“The … purpose of the Bankruptcy Code is to grant a fresh start to the honest … debtor.” This is a quote from the United States Supreme Court, and is the underlying foundation of the bankruptcy system in the United States. Part and parcel of this concept is the necessity to be open and forthright, honest, with your bankruptcy attorney.
Many people are tempted to be less than truthful with their attorneys in the first instance because they are under the impression that they will have to give up all of their property if they file for bankruptcy. This is simply not true. In a vast majority of situations, debtors in bankruptcy will not lose anything they own by filing for bankruptcy. Congress has decided that everyone is entitled to keep items that are deemed to be necessary for life. There are even a few other items that may be worth a lot of money but fall under exemption protection nonetheless – i.e., retirement accounts (401k, IRA, pension, etc.), and a homestead, just to name a few. However, because people come into bankruptcy with the belief property might be taken, they assume it is better not to disclose a transaction or piece of property.
This could not be further from the truth. The name of the game in bankruptcy is: Disclose, Disclose, Disclose.
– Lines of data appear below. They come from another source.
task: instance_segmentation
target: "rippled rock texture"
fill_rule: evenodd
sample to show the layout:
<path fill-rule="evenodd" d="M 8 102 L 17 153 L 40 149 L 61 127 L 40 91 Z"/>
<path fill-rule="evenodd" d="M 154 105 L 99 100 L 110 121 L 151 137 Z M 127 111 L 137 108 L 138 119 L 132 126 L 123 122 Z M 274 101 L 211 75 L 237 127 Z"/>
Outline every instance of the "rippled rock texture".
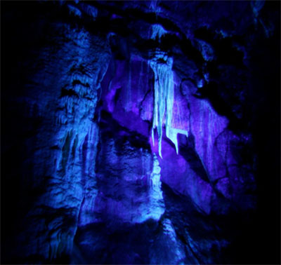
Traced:
<path fill-rule="evenodd" d="M 280 3 L 1 3 L 1 262 L 280 262 Z"/>

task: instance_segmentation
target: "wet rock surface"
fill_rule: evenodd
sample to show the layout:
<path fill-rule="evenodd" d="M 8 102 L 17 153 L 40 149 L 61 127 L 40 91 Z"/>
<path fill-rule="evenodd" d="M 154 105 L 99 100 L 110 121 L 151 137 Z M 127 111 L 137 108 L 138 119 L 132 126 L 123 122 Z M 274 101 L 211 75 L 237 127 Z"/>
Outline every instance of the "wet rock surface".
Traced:
<path fill-rule="evenodd" d="M 3 264 L 280 262 L 279 2 L 2 7 Z"/>

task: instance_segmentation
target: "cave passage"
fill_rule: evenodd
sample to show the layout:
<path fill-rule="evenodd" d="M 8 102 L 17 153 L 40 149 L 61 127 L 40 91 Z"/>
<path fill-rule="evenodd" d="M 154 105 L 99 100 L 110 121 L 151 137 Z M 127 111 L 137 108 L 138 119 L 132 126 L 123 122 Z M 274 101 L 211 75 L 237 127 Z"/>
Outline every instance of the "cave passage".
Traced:
<path fill-rule="evenodd" d="M 280 1 L 1 6 L 1 264 L 280 264 Z"/>

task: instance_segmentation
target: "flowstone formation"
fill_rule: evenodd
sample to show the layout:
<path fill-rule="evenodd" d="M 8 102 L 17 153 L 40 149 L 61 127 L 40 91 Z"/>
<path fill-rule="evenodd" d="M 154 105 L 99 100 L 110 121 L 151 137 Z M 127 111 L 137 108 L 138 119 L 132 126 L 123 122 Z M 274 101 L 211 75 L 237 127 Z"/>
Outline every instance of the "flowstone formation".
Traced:
<path fill-rule="evenodd" d="M 280 262 L 279 2 L 1 5 L 1 263 Z"/>

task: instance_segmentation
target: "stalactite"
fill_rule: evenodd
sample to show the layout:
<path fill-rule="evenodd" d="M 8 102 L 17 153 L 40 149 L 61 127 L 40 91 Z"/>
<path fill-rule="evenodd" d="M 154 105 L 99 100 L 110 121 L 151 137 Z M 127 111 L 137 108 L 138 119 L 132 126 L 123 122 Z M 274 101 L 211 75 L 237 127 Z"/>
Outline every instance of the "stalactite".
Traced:
<path fill-rule="evenodd" d="M 152 27 L 152 39 L 161 38 L 166 33 L 166 31 L 159 25 L 154 26 Z M 155 145 L 154 130 L 157 128 L 158 133 L 158 151 L 159 155 L 162 158 L 162 126 L 164 124 L 166 126 L 166 136 L 175 144 L 176 154 L 178 154 L 178 133 L 188 136 L 188 132 L 183 129 L 173 128 L 171 124 L 174 102 L 173 58 L 169 57 L 166 53 L 158 50 L 154 53 L 152 59 L 150 60 L 150 65 L 155 74 L 152 128 L 153 145 Z"/>

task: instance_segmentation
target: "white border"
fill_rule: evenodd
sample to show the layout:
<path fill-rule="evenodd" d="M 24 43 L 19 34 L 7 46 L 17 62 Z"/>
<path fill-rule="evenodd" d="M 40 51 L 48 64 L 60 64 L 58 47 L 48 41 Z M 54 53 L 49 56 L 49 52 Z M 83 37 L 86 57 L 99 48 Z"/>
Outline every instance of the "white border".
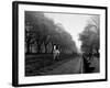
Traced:
<path fill-rule="evenodd" d="M 68 12 L 68 13 L 89 13 L 100 14 L 100 73 L 99 74 L 79 74 L 79 75 L 56 75 L 56 76 L 24 76 L 24 11 L 48 11 L 48 12 Z M 42 84 L 57 81 L 75 81 L 75 80 L 91 80 L 105 79 L 106 76 L 106 11 L 100 9 L 84 9 L 84 8 L 64 8 L 50 6 L 29 6 L 19 4 L 19 85 L 22 84 Z"/>

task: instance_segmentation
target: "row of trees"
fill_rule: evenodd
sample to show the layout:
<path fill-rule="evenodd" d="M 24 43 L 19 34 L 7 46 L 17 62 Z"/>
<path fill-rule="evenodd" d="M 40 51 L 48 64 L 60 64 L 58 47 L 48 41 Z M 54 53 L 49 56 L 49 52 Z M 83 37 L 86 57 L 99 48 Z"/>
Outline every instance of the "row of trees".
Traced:
<path fill-rule="evenodd" d="M 91 16 L 88 21 L 84 32 L 79 34 L 81 41 L 81 51 L 85 53 L 97 53 L 99 54 L 100 47 L 100 28 L 99 16 Z"/>
<path fill-rule="evenodd" d="M 53 45 L 56 45 L 62 53 L 77 52 L 72 35 L 62 24 L 55 24 L 42 12 L 25 11 L 25 52 L 52 53 Z"/>

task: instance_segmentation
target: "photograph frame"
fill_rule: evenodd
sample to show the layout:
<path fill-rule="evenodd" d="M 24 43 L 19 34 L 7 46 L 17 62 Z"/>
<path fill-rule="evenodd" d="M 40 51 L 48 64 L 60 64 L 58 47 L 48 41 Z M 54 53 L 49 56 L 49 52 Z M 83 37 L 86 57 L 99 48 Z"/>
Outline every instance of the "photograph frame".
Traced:
<path fill-rule="evenodd" d="M 65 7 L 65 8 L 84 8 L 84 9 L 99 9 L 106 11 L 106 76 L 102 79 L 87 79 L 87 80 L 70 80 L 70 81 L 55 81 L 55 82 L 33 82 L 33 84 L 19 84 L 19 6 L 29 4 L 29 6 L 50 6 L 50 7 Z M 80 4 L 63 4 L 63 3 L 46 3 L 46 2 L 26 2 L 26 1 L 13 1 L 12 2 L 12 86 L 22 87 L 22 86 L 43 86 L 43 85 L 61 85 L 61 84 L 79 84 L 79 82 L 94 82 L 94 81 L 107 81 L 108 80 L 108 8 L 107 7 L 97 7 L 97 6 L 80 6 Z"/>

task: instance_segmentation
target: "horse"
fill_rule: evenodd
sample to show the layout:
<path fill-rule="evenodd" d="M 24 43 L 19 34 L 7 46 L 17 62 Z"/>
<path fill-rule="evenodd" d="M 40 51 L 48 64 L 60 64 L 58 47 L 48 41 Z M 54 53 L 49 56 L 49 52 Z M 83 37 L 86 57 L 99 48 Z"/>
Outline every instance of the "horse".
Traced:
<path fill-rule="evenodd" d="M 59 56 L 59 51 L 56 50 L 56 45 L 54 45 L 53 57 L 54 57 L 54 59 L 56 59 L 56 57 L 58 57 L 58 56 Z"/>

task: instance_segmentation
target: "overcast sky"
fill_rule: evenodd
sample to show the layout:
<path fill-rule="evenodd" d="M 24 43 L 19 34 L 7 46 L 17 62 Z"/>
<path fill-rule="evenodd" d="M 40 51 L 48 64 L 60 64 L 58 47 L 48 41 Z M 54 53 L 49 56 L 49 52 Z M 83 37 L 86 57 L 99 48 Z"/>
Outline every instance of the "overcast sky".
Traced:
<path fill-rule="evenodd" d="M 87 21 L 91 15 L 86 14 L 65 14 L 65 13 L 45 13 L 50 19 L 53 19 L 55 23 L 62 23 L 64 29 L 70 33 L 73 40 L 76 42 L 78 48 L 80 48 L 80 41 L 78 34 L 81 33 L 87 24 Z"/>

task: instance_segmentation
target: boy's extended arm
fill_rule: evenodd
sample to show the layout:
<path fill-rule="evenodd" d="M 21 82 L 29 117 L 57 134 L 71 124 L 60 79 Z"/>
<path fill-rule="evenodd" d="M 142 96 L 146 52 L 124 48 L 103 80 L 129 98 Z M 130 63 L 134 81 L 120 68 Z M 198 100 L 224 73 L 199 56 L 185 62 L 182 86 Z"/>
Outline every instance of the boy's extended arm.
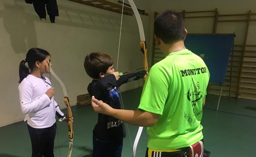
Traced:
<path fill-rule="evenodd" d="M 160 115 L 147 111 L 115 109 L 93 96 L 91 106 L 94 111 L 110 115 L 132 125 L 153 126 L 158 121 Z"/>
<path fill-rule="evenodd" d="M 126 83 L 142 78 L 146 73 L 146 71 L 142 71 L 137 73 L 131 73 L 120 76 L 120 78 L 117 81 L 117 86 L 119 86 Z"/>

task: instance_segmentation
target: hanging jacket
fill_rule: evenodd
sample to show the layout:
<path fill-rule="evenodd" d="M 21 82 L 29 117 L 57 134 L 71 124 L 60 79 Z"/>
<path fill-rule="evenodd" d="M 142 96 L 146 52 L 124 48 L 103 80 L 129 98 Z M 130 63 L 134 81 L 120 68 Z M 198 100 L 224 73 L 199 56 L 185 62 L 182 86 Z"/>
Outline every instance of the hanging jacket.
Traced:
<path fill-rule="evenodd" d="M 33 4 L 34 8 L 40 20 L 46 18 L 46 5 L 51 23 L 55 22 L 55 17 L 59 16 L 59 10 L 56 0 L 25 0 L 26 3 Z"/>

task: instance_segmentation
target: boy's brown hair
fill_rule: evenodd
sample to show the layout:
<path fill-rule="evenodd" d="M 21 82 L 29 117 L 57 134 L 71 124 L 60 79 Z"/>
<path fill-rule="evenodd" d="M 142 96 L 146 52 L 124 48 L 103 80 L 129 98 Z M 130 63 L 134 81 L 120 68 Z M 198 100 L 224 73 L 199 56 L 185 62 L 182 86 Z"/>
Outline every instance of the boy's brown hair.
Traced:
<path fill-rule="evenodd" d="M 85 59 L 84 66 L 87 74 L 91 77 L 100 78 L 100 73 L 106 73 L 107 69 L 114 64 L 113 58 L 101 52 L 93 52 L 87 54 Z"/>

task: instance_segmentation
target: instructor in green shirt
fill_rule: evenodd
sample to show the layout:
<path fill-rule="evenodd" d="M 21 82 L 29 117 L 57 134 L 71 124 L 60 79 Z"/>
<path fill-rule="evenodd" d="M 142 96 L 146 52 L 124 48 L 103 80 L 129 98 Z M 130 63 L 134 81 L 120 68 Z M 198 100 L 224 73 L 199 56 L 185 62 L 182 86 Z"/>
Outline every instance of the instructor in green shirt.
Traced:
<path fill-rule="evenodd" d="M 154 33 L 166 57 L 151 68 L 138 109 L 112 108 L 93 96 L 92 106 L 97 112 L 148 126 L 146 157 L 189 157 L 189 146 L 203 139 L 200 122 L 210 73 L 184 45 L 187 32 L 180 13 L 167 10 L 158 15 Z"/>

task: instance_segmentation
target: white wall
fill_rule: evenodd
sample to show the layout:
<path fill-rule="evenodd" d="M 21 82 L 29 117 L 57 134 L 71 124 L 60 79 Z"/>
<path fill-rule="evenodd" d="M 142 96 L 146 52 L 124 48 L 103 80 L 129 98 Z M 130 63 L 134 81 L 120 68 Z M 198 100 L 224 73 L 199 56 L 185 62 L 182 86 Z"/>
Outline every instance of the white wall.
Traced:
<path fill-rule="evenodd" d="M 116 1 L 112 1 L 117 2 Z M 134 0 L 138 8 L 150 10 L 146 0 Z M 55 23 L 40 20 L 33 6 L 23 0 L 0 1 L 0 126 L 23 120 L 18 86 L 18 66 L 27 50 L 34 47 L 48 51 L 53 69 L 65 85 L 72 105 L 76 96 L 87 93 L 91 81 L 83 67 L 87 53 L 102 52 L 112 56 L 116 67 L 121 14 L 66 0 L 57 1 L 59 16 Z M 143 66 L 139 36 L 135 17 L 124 15 L 118 70 L 125 72 Z M 142 16 L 149 40 L 150 16 Z M 47 76 L 47 75 L 46 75 Z M 61 108 L 60 86 L 53 78 L 55 97 Z M 123 86 L 122 91 L 137 88 L 141 82 Z"/>

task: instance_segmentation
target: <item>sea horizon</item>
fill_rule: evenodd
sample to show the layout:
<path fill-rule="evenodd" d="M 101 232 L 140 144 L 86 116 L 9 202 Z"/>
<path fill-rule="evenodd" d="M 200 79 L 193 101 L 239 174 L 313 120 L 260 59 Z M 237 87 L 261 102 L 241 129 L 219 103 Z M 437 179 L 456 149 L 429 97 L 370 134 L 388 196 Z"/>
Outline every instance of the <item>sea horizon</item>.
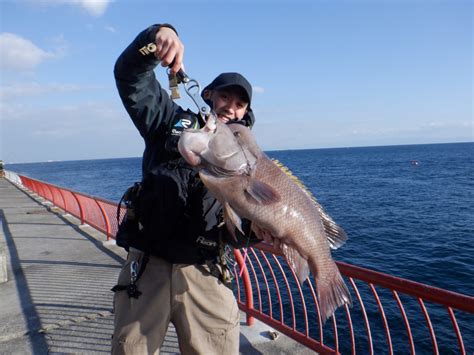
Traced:
<path fill-rule="evenodd" d="M 264 150 L 265 153 L 277 153 L 277 152 L 296 152 L 296 151 L 308 151 L 308 150 L 337 150 L 337 149 L 353 149 L 353 148 L 384 148 L 384 147 L 411 147 L 411 146 L 429 146 L 429 145 L 447 145 L 447 144 L 473 144 L 472 141 L 463 142 L 442 142 L 442 143 L 407 143 L 407 144 L 386 144 L 386 145 L 356 145 L 356 146 L 344 146 L 344 147 L 320 147 L 320 148 L 293 148 L 293 149 L 269 149 Z M 19 165 L 19 164 L 41 164 L 41 163 L 63 163 L 63 162 L 80 162 L 80 161 L 95 161 L 95 160 L 116 160 L 116 159 L 136 159 L 142 158 L 139 156 L 126 156 L 126 157 L 106 157 L 106 158 L 80 158 L 80 159 L 67 159 L 67 160 L 38 160 L 38 161 L 24 161 L 24 162 L 6 162 L 3 160 L 4 166 L 6 165 Z M 2 159 L 0 158 L 0 161 Z"/>

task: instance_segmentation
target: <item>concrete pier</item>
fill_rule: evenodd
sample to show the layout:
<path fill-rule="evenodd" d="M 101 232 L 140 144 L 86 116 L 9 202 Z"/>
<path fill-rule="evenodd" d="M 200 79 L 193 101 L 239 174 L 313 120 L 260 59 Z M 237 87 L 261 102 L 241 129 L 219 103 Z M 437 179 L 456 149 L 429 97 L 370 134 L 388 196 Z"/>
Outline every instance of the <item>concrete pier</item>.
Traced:
<path fill-rule="evenodd" d="M 0 177 L 0 354 L 110 353 L 110 289 L 125 251 Z M 244 323 L 242 354 L 310 354 L 272 328 Z M 170 326 L 162 354 L 179 354 Z"/>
A bankruptcy attorney can help protect assets by properly exempting them so long as you actually disclose their existence. However, if you fail to disclose, and it ultimately becomes an issue in your bankruptcy, not only will you potentially lose that property, but it is also possible that your case will be dismissed and you might face criminal charges for perjury or fraud. Moreover, the Bankruptcy Trustee may just decide not to seize certain non-exempt assets. In that case, you may actually get them back. BUT, you only get things back if you disclose them to begin with. Save yourself the trouble and provide your bankruptcy with full disclosure up front.